I hoped for his death. Longed for it. Not because I was angry, but because he was in so much pain. Insisting daily that he was fit as a fiddle and expecting to live forever, any fool could see he was dying by degrees. His cancer was consuming him, and deny it though he did, in the end it was undeniable. His death, when it came, was mercifully sudden – a heart attack in the street. The long, traumatic downward slide halted a long way from the horror that we saw in our nightmares. He was spared that, and so were we.
Now looking back at all we’ve planned
We let so many dreams just slip through our hands
Why must we wait so long before we see
How sad the answers to those questions can be?

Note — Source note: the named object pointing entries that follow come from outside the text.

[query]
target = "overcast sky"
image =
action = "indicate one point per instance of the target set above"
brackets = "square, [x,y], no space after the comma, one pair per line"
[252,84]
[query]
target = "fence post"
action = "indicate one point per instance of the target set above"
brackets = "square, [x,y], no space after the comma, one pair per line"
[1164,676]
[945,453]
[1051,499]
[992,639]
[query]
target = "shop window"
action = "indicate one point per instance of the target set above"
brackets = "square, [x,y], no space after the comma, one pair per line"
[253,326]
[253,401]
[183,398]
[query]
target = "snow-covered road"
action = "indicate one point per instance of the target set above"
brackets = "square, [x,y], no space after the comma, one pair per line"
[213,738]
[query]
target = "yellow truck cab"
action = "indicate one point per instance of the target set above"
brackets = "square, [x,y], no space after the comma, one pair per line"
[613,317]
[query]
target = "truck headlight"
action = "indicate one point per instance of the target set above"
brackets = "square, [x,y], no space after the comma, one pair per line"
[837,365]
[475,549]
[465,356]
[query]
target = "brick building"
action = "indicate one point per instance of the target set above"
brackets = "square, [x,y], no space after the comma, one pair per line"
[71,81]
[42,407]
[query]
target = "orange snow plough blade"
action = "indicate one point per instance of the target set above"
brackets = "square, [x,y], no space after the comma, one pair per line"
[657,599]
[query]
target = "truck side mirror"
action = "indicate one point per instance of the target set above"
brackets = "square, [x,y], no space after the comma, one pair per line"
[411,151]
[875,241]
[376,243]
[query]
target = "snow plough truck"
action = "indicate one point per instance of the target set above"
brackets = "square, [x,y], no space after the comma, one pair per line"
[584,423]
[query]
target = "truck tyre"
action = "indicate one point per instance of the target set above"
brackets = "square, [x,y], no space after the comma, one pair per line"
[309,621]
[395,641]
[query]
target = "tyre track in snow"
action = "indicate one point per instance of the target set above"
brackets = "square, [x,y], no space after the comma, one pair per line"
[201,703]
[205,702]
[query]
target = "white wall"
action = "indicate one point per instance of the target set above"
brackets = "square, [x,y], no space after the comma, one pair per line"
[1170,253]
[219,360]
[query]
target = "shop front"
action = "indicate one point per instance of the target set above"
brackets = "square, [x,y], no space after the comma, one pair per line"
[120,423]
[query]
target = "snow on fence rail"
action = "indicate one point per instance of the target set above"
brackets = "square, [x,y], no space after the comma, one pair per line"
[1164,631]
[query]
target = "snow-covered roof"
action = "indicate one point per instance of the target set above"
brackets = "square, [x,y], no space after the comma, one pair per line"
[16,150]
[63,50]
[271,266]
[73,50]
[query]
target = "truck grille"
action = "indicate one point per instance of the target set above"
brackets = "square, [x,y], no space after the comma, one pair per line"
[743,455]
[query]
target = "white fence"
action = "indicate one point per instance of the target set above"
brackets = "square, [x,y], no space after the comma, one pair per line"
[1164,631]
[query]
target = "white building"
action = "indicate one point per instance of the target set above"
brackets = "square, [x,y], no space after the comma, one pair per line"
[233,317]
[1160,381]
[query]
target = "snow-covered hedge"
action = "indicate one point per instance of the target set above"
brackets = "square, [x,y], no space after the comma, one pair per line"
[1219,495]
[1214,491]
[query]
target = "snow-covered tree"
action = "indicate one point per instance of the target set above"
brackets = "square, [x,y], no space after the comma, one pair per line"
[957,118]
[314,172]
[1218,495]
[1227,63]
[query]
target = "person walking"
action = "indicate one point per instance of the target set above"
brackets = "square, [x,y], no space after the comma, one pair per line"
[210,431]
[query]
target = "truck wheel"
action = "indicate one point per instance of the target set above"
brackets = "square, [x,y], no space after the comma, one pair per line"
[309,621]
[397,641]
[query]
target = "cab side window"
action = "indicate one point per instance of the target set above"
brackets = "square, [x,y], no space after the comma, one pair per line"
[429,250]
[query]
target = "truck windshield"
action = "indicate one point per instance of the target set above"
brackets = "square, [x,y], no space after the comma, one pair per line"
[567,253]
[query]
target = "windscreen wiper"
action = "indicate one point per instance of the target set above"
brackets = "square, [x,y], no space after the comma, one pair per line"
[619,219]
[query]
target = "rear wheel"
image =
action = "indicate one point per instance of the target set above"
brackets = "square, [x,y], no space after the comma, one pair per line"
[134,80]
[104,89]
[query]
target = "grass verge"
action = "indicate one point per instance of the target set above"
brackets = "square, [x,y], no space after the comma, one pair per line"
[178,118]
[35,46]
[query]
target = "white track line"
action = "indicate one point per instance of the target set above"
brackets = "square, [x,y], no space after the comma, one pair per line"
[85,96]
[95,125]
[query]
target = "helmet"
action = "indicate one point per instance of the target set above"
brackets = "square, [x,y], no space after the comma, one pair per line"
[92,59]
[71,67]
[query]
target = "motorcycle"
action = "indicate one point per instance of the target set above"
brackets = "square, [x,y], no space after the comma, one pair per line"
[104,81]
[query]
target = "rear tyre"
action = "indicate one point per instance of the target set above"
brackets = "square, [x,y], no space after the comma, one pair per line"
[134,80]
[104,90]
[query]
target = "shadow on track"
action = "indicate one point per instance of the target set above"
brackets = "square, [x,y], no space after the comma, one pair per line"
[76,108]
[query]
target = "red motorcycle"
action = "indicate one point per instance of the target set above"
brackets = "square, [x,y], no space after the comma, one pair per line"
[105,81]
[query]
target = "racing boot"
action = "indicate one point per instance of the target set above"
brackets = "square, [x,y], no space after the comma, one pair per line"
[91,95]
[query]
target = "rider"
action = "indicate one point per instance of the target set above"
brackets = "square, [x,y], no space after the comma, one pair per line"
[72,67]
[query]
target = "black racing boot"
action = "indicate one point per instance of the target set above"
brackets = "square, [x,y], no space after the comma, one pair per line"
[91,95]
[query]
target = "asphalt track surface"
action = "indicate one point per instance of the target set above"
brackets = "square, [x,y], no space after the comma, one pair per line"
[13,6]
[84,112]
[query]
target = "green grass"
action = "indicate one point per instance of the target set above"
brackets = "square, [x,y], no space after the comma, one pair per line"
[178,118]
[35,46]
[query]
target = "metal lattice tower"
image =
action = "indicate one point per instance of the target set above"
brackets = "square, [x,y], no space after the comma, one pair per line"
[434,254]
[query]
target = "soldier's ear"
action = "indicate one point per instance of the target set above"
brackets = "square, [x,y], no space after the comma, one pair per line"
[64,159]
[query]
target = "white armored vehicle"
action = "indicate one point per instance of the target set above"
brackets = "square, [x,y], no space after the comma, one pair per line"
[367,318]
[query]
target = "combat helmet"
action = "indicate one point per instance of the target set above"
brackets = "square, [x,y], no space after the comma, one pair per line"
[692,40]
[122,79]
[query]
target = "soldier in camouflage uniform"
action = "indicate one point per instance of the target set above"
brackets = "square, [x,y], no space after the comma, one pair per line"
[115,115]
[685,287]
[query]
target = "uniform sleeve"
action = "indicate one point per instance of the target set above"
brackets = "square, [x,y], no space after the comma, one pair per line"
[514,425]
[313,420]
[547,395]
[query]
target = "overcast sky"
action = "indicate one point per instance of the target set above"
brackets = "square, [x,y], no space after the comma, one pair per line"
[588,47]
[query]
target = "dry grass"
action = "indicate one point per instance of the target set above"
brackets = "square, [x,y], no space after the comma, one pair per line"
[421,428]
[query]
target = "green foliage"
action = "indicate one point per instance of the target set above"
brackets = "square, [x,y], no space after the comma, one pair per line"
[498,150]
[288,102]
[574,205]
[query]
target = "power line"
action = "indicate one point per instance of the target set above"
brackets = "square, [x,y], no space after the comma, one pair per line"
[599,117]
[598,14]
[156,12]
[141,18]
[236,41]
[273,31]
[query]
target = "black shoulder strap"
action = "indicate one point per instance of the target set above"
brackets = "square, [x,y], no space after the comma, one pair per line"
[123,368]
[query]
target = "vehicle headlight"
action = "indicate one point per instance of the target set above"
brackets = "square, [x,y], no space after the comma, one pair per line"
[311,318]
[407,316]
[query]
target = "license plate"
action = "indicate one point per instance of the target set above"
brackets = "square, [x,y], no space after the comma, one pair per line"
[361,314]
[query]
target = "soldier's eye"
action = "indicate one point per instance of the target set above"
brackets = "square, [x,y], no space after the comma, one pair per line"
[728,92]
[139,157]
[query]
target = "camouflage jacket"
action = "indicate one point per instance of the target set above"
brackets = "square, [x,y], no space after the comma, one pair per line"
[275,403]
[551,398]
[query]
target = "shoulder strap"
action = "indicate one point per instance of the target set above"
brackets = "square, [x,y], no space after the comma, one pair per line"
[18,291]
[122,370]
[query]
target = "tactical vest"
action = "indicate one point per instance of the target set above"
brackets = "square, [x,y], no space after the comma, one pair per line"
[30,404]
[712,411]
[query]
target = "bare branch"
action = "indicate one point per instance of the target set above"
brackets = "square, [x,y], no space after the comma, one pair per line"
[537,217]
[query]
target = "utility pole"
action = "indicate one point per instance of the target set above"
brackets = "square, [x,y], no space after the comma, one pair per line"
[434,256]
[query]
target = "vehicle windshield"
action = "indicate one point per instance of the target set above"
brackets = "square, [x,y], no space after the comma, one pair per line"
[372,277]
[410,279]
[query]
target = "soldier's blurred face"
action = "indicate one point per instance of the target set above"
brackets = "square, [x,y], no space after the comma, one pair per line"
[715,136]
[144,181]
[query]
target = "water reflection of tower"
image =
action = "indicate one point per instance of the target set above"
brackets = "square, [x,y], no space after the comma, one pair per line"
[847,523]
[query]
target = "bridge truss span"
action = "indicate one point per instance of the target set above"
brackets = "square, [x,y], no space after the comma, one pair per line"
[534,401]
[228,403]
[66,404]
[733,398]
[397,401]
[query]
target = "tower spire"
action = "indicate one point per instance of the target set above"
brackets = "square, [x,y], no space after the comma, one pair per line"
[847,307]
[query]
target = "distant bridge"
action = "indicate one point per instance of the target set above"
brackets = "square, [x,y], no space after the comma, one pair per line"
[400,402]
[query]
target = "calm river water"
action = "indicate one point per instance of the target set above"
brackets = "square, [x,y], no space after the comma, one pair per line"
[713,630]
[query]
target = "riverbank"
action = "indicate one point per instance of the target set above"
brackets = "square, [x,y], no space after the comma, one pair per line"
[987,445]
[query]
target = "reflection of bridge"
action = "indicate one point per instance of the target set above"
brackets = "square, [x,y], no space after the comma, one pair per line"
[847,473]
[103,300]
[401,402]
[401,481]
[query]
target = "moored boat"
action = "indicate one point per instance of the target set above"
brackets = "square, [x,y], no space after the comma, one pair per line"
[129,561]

Do you know where you’re going to? Masser & Goffin
I’ll never forget that day, or the days that followed. But looking back what I find woven around every step, every phone call, every heartbeat, is the support of the people around me. I remember rushing to the only private place in my workplace – out the back with the admin staff – and receiving hugs, cups of tea, and time to breathe. I remember the dear friend who drove me home, and the hugs I received by text on the way.
I remember the messages on Facebook before the news became public, and the cards from my work friends offering food, hugs, and anything I needed. I remember the casserole on the doorstep, and the purple frilly scarf. I remember cards, flowers, and pots of orchids that still bloom from time to time in my living room.
I remember emails, phone calls, and endless hugs. I remember my car breaking down on the day of the funeral, and the kind soul who gave me a lift to work. I remember everyone who came to the funeral. Above all, I remember knowing that whichever way I turned, whenever I faltered, someone was there to catch me, hold me, and help me up.
I miss my Dad. But I remember the love.